Je sors de chez moi en fin de d’après midi. Un homme passe devant moi en courant , je le suis du regard avant de, par réflexe, regarder dans la direction opposée. Là je vois une femme par terre au milieu de la route. Je regarde vivement où est cet homme qui cours, il est déjà à 200m. Il se passe peut être 2 secondes. 2 secondes d’hésitation qui font que le type est encore plus loin. Une pote, Héléna, sors du restaurant qui est en face de chez moi et me demande ce qui se passe. Je lui raconte en ajoutant “j’ai réagi trop tard il était trop loin”.

Je lui ai menti …

Je me suis menti à moi même …

La vérité est que j’ai manqué de courage

Bien sur que je ne l’aurais pas rattrapé en 200m, mais tout le monde dans la rue a manqué de courage. Si je m’étais mis à courir d’autres auraient trouvé le courage de réagir, de s’interposer, de le ralentir, de l’arrêter…

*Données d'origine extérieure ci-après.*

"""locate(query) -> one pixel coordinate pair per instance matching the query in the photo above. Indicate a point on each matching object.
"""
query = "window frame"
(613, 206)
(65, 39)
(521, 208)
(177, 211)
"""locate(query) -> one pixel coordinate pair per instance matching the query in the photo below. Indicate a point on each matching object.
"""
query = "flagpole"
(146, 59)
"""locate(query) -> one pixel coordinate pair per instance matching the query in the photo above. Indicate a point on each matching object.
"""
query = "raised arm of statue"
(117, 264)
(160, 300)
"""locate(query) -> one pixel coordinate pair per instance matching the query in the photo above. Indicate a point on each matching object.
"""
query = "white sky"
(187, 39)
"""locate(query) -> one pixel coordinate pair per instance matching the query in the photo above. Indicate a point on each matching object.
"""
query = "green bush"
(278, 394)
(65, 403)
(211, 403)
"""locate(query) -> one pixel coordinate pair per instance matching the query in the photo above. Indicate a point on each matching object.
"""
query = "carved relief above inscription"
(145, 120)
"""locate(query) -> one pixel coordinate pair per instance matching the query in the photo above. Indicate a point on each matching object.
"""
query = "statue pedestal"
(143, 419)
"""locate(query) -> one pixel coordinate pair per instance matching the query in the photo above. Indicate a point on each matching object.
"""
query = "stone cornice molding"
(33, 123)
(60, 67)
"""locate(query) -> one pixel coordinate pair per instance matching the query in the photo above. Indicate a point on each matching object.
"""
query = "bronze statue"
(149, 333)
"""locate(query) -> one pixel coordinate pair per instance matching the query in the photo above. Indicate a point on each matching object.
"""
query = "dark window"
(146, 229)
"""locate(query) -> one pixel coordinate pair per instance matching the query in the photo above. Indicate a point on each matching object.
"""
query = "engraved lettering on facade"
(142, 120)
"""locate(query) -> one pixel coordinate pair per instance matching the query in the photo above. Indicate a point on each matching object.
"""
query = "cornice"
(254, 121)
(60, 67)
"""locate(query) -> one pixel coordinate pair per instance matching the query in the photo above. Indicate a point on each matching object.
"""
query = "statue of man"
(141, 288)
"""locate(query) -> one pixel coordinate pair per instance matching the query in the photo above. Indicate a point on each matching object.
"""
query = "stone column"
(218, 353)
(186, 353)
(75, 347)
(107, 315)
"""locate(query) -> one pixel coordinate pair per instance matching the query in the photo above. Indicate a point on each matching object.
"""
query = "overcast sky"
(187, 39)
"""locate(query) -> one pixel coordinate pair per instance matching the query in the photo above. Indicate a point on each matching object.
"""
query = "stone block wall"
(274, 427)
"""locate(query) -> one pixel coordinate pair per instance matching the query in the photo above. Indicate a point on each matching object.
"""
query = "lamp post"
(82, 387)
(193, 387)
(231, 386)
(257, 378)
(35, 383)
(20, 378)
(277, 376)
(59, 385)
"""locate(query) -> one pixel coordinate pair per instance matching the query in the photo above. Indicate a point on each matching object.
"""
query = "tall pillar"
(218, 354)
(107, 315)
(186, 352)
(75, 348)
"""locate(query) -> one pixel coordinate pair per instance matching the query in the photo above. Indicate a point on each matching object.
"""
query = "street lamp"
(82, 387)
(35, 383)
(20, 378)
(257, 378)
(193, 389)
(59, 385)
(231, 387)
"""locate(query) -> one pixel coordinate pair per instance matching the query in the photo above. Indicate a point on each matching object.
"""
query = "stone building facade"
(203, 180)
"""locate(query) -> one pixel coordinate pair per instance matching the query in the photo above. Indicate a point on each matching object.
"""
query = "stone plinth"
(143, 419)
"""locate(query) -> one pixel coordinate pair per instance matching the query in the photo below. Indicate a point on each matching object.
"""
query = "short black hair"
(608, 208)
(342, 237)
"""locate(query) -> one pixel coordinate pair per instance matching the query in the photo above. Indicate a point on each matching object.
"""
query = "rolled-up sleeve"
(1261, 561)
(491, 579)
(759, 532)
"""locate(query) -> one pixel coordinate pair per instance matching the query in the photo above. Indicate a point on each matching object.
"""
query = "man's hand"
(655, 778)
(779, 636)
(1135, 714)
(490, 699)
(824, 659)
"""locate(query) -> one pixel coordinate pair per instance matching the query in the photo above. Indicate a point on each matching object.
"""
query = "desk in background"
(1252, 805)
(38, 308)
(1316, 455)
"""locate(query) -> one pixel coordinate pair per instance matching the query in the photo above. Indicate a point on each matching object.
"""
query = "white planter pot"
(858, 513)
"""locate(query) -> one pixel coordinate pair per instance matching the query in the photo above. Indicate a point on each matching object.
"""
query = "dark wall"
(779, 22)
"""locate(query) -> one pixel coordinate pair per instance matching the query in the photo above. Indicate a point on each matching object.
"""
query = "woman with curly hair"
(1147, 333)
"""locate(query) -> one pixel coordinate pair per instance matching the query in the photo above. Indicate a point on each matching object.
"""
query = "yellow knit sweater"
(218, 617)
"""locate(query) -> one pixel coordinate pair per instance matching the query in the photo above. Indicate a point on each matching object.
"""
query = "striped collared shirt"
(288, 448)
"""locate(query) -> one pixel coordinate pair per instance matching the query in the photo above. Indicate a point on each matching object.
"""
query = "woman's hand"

Si j’avais eu le courage de tenter de faire quelque chose d’impossible d’autres auraient eu le courage de réussir !

Tu penses à ça et puis tu tombes sur des images saisissantes

Cet Homme incroyable qui sauve la vie d’un enfant après un attentat. Cet Homme que nous regardons comme un fait divers alors qu’il s’agit de la forme le plus puissante de courage: il a risqué sa vie, il a risqué de tout perdre, il a risqué de faire de sa femme une veuve et de son enfant un orphelin pour sauver un enfant qu’il ne connait pas. En voyant cette image nous tentons de secrètement nous convaincre que nous ferions pareil, bercés par les images héroïques des films et series que nous engloutissons pendant que le monde sombre. Il n’en est rien. Je sais à présent que je serais resté pétrifié sur place. J’ai honte mais je ne vais pas me mentir deux fois… Et puis cet Homme est reporter de guerre, il est habitué à la violence et aux explosions. Il a déjà vu des cadavres: c’est plus simple pour lui, il est blindé…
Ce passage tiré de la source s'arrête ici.